06-25-2025 02:49 AM - edited 06-25-2025 02:50 AM
I've been using sqlite lib on Linux (i compile my app as a shared library and run it as a service in a dicker container) for a few years and all was good until I had to store string that have accented characters (à,ê, etc...)
I keep getting error 1396 "Cannot convert text from the source character set to the destination character set." from the UTF-8 to lv text primitive (or the LV text to UTF-8)
Doing this fails
Insert INTO Table(
Name)
VALUES(
'Musée National')
)
But if I read a database file that contains "Musée National" it works
I've just noticed 2 VIs (not exposed in the palette), and think they might help, has anyone used that?
I'm not sure what is the impact of these 2 attributes but I'll poke around
Any advise would be greatly appreciated
We have two ears and one mouth so that we can listen twice as much as we speak.
Epictetus
Solved! Go to Solution.
06-25-2025 02:50 PM
Do you know what Code Page your Linux System is set for? The error suggests some kind of mixup in code pages. If your Code Page is UTF-8, then you can use those two property nodes to tell the toolkit to assume all text is UTF-8 already, and skip using that function that errors.
06-26-2025 02:34 AM
Yes on Ubuntu my code page is UTF-8
I'm unsure about Ubuntu & Debian Containers config, I will check.
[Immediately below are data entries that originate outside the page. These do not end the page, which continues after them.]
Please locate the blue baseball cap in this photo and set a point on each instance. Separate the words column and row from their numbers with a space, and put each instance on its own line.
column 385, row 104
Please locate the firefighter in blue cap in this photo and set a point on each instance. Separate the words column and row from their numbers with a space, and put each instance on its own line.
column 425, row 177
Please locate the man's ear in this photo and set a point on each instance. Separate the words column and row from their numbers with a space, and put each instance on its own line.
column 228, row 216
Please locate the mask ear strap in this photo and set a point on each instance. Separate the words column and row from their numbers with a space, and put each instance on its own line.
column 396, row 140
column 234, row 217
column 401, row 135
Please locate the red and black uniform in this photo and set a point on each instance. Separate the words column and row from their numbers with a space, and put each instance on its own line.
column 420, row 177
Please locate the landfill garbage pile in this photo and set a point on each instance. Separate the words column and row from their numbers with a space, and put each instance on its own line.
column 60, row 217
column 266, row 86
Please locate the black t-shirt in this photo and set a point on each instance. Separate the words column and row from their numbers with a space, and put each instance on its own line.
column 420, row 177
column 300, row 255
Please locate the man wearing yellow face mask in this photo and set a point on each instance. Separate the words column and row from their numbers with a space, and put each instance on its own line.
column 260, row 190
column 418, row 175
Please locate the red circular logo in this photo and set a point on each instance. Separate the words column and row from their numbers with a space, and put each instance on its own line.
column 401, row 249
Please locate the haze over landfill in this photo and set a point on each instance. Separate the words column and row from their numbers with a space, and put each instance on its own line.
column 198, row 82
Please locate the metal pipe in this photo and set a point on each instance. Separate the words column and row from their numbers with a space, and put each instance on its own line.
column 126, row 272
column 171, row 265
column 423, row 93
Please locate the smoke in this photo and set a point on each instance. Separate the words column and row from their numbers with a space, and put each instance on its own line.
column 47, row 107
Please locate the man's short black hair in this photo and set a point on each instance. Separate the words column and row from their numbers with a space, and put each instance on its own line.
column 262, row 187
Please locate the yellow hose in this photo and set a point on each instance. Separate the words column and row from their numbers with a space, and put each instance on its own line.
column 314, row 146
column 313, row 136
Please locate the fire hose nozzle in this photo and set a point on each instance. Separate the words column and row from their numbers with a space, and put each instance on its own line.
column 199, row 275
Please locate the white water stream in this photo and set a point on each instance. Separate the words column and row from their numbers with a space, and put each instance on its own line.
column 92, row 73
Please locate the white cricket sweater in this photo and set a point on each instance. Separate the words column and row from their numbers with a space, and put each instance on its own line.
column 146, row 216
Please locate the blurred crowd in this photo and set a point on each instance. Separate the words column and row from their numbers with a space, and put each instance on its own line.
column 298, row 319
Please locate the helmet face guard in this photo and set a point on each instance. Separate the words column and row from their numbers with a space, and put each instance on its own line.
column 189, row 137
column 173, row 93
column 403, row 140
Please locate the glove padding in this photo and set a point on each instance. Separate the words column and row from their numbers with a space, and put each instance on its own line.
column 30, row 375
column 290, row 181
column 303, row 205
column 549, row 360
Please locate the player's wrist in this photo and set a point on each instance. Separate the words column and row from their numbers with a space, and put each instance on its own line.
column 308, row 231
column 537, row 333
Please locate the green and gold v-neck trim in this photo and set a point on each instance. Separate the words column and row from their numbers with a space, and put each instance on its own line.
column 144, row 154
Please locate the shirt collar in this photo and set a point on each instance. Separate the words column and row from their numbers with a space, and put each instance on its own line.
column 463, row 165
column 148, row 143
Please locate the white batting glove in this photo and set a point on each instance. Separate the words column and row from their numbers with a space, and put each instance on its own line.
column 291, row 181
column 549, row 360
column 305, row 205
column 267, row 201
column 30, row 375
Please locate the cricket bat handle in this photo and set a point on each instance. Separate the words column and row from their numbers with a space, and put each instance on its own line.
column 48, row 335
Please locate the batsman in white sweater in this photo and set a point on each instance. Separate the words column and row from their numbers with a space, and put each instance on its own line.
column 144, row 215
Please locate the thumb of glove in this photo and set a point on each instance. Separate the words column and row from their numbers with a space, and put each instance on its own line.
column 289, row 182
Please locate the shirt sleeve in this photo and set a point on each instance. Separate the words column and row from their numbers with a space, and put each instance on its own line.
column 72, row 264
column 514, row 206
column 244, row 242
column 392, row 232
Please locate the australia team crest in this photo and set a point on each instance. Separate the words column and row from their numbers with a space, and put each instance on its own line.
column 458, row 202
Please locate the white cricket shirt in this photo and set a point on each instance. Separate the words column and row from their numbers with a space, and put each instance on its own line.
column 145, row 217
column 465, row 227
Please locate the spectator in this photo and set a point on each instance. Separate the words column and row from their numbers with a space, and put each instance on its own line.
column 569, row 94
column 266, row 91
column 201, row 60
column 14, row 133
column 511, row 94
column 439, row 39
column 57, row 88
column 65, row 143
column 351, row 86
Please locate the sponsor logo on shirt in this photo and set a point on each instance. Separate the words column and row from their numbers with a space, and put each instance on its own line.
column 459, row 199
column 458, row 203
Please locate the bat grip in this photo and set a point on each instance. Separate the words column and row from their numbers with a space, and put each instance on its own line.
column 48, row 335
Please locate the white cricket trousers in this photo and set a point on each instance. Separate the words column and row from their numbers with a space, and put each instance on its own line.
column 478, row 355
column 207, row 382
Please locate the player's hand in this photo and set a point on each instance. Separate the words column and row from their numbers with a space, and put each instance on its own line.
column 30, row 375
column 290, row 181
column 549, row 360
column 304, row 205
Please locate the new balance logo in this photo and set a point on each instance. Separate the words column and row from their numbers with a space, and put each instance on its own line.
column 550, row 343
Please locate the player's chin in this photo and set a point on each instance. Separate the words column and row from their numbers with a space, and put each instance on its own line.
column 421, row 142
I must admit I'm a bit confused with this issue, in the end what works for me on Windows (I rarely use this esoteric OS with LabVIEW), Linux, Linux container, whether I'm in source or compiled app is this :
We have two ears and one mouth so that we can listen twice as much as we speak.
Epictetus
06-26-2025 03:24 AM - edited 06-26-2025 03:25 AM
I think I got the answer (from a well know LLM), as indeed, I was only having issue when running my service in a container.
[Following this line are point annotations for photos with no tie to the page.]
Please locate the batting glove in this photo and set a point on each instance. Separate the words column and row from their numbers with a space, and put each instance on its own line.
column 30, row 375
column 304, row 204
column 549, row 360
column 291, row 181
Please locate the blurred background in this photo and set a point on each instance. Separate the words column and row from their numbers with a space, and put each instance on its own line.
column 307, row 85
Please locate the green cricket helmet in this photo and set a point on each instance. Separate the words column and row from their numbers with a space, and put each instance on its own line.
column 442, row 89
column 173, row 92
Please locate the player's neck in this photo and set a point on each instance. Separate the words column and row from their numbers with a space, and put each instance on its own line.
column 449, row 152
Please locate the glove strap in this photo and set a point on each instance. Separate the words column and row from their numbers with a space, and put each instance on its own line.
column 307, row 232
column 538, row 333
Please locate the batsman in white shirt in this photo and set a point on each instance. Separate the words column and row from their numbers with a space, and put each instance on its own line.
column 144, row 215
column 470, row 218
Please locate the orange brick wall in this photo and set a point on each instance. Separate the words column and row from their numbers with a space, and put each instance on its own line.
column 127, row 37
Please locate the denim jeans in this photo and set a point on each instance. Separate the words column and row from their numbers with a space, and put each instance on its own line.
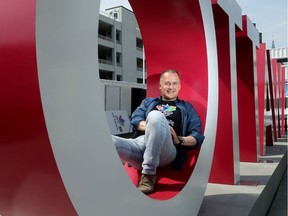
column 149, row 151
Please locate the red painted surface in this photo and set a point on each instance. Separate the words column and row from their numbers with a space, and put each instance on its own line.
column 246, row 96
column 261, row 68
column 222, row 170
column 30, row 183
column 175, row 39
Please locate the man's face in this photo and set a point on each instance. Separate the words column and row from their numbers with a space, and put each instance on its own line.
column 169, row 86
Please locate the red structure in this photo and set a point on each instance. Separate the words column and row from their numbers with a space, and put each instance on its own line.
column 246, row 43
column 225, row 166
column 31, row 183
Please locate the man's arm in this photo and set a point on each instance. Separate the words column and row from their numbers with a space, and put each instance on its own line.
column 141, row 126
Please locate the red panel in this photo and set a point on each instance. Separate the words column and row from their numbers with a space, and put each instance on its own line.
column 222, row 170
column 271, row 94
column 282, row 96
column 261, row 66
column 246, row 100
column 276, row 96
column 30, row 183
column 174, row 38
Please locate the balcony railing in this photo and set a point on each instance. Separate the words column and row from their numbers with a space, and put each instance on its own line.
column 104, row 61
column 105, row 37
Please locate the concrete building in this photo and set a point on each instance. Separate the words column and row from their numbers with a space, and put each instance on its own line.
column 120, row 46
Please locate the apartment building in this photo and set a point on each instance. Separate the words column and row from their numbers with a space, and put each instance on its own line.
column 120, row 46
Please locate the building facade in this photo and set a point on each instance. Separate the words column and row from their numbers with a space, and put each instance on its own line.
column 120, row 46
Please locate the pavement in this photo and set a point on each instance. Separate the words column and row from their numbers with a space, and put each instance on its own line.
column 262, row 190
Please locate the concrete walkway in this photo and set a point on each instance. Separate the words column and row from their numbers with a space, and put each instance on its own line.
column 258, row 195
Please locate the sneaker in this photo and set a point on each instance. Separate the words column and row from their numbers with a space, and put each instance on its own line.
column 147, row 183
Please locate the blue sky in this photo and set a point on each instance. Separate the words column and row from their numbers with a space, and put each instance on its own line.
column 270, row 17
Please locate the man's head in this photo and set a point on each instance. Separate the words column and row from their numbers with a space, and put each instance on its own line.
column 169, row 84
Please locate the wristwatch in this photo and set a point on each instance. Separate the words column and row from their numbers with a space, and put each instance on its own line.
column 181, row 140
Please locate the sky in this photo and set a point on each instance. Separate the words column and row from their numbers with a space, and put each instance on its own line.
column 270, row 17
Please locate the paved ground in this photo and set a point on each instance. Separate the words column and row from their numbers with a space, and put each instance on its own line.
column 238, row 200
column 279, row 204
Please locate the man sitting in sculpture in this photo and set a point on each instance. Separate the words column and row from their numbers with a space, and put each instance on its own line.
column 167, row 124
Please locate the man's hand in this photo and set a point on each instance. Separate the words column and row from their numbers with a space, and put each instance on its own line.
column 174, row 136
column 141, row 126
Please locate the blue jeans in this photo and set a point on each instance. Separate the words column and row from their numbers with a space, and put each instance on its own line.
column 149, row 151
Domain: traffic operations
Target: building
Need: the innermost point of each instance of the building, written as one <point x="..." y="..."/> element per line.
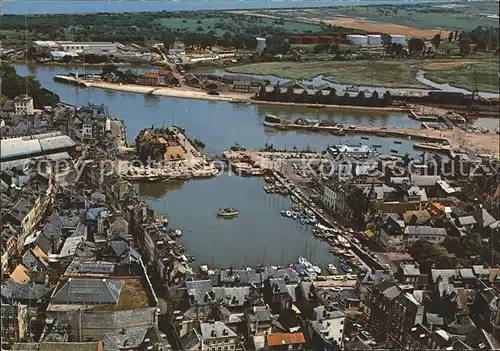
<point x="433" y="235"/>
<point x="261" y="45"/>
<point x="392" y="311"/>
<point x="329" y="324"/>
<point x="242" y="86"/>
<point x="23" y="105"/>
<point x="35" y="145"/>
<point x="285" y="341"/>
<point x="374" y="39"/>
<point x="14" y="322"/>
<point x="95" y="306"/>
<point x="358" y="40"/>
<point x="78" y="47"/>
<point x="213" y="336"/>
<point x="398" y="39"/>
The issue you're experiencing is that Docker containers, including Ubuntu containers, start with minimal locale configurations by default. When you run echo $LANG in a Docker container, it often returns empty or shows "POSIX" because the locale environment variables aren't properly set during container initialization.
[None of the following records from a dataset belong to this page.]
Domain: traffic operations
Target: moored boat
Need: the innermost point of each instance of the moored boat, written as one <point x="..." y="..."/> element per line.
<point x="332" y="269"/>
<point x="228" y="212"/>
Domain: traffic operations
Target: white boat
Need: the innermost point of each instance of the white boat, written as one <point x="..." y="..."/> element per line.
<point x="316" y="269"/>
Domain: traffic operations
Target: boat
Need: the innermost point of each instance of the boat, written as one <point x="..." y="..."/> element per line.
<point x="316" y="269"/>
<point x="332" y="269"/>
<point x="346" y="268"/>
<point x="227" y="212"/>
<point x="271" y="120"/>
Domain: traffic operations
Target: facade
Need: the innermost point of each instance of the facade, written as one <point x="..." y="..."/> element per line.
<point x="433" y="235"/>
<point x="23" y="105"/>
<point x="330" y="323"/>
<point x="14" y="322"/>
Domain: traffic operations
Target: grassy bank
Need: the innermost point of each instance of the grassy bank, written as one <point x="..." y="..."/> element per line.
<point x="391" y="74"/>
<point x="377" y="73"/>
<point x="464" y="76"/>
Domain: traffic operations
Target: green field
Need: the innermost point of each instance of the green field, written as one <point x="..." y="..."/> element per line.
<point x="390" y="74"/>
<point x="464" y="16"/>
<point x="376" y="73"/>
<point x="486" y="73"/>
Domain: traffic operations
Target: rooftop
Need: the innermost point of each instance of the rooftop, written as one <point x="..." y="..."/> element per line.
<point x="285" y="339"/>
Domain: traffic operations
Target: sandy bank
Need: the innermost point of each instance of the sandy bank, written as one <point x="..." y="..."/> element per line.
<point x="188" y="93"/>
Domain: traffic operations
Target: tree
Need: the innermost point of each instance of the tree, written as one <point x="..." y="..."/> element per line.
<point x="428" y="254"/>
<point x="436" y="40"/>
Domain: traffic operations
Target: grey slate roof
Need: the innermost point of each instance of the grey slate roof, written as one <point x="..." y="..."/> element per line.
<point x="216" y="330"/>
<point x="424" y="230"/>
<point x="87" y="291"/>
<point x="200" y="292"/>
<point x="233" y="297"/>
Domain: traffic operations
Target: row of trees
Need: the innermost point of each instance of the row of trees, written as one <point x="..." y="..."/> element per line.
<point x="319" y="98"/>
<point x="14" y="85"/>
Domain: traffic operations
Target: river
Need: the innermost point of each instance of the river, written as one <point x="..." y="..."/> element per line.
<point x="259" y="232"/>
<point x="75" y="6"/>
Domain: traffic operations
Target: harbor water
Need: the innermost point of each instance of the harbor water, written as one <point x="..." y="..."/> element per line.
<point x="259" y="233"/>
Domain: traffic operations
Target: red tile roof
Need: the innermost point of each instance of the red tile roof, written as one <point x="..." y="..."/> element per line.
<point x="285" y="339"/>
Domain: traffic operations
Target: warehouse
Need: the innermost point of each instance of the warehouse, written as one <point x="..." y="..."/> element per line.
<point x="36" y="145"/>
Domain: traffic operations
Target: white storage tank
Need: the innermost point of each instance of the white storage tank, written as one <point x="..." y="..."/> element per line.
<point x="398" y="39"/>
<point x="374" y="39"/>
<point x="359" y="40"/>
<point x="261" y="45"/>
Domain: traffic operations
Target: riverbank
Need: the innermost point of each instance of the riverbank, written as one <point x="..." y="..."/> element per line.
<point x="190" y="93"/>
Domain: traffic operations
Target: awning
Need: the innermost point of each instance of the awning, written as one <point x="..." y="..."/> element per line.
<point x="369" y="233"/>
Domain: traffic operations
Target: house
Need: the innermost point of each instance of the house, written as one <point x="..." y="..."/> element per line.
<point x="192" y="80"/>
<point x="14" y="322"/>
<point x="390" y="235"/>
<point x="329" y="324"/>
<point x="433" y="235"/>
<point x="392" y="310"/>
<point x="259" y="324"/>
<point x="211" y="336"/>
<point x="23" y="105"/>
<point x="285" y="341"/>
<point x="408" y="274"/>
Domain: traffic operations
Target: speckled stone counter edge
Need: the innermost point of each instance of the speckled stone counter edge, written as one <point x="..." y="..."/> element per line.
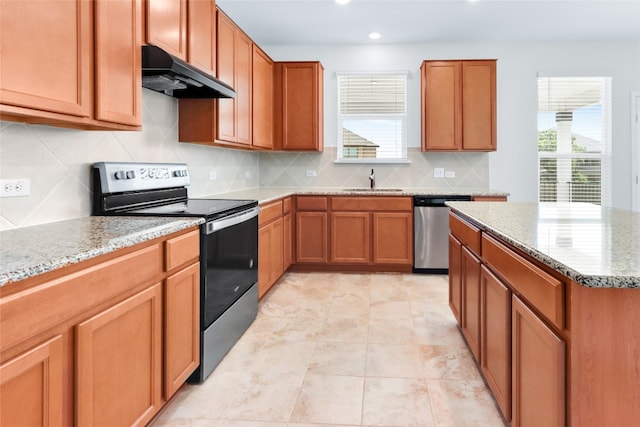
<point x="590" y="281"/>
<point x="132" y="239"/>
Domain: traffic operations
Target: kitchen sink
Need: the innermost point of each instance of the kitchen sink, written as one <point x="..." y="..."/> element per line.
<point x="382" y="190"/>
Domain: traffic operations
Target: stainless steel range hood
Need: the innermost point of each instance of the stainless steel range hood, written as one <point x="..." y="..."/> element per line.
<point x="167" y="74"/>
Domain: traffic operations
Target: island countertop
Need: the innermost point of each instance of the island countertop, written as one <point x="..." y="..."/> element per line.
<point x="594" y="246"/>
<point x="28" y="251"/>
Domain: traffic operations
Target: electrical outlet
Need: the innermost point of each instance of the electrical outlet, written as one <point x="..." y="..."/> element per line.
<point x="15" y="187"/>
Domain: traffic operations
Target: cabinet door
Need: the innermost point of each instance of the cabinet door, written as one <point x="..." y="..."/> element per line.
<point x="118" y="79"/>
<point x="471" y="301"/>
<point x="262" y="93"/>
<point x="181" y="327"/>
<point x="495" y="336"/>
<point x="479" y="105"/>
<point x="167" y="26"/>
<point x="350" y="233"/>
<point x="538" y="371"/>
<point x="277" y="249"/>
<point x="311" y="237"/>
<point x="47" y="56"/>
<point x="300" y="87"/>
<point x="31" y="387"/>
<point x="264" y="259"/>
<point x="118" y="362"/>
<point x="287" y="240"/>
<point x="441" y="97"/>
<point x="393" y="238"/>
<point x="202" y="35"/>
<point x="455" y="278"/>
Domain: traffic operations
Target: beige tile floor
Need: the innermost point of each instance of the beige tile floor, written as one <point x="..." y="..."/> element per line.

Why This Happens in Docker Containers
Docker containers are designed to be lightweight and minimal. The base Ubuntu images strip out many default configurations, including locale settings, to reduce image size
. Unlike a full Ubuntu installation where locale is configured during setup, Docker containers start with bare-bones locale configuration where LANG and other locale variables are either unset or set to "POSIX
We have two ears and one mouth so that we can listen twice as much as we speak.